By the look of his face, the boy was trying to solve the most vexing of all philosophical problems that had ever plagued the greatest minds of mankind. Eventually, he said: “Oh!” and hung his head.
“Yes, ‘Oh!’, indeed. Now, let us turn to more important things, but first: will you let this poor brother go, with his mules and his apples?”
“Yes, father, yes … You!” He pointed at the scruffy man, who cowered behind his mule. “I give you my mercy! Be you gone!” The man, bowing and scraping, took his leave and disappeared down the path as fast as his mule could carry him.
“What are these important things, father” said the knight slowly, while picking up and sheathing his sword.

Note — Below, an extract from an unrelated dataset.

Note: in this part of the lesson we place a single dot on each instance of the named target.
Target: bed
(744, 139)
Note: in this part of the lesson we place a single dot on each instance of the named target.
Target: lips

The White Hermit was silent a few heartbeats. Then he made the Speech.
“Young Sir, there are hard time a-coming, murder and rapine, treachery and greed. The rich will suffer, and poor will suffer more. This is not a time for heroes. But this is a time in dire need of good men. And I can tell that you have a good heart, young knight. You must make up your mind. Will you follow what is in your heart or let these dark times drag you down into murder and worse? Will you listen to the wanton tongues of women or to the goodness that God has placed within your soul? When you take you leave of this world to go to thy Judgement, shall men and angels say of you, that you left this place better off than you found it – or worse?”
The boy but frowned and went to fetch his horse in silence.
“What strange words you speak, old man. First, I thought you would give me one of those boring speeches my confessor gives me.”
He looked up at the hermit. “I do not know what to make of them, right now. But I must take my leave.”
He climbed into his saddle. The White Hermit looked him in the eyes, and Reading his heart, seeing what he had hoped for, smiled.
“Pax Vobiscum, Sir!”
“Pax Vobiscum, Father.”
The boy was several hundred yards down the path when he realized he had forgotten to thank the hermit for his pledged help. Swearing like a mighty warrior in war camp, he turned back to find the old man. He never did, but no long thereafter the Bishop of Venta came to the hundred court, humble as saint, and paid his wergild without a grumble or so much as a sour look.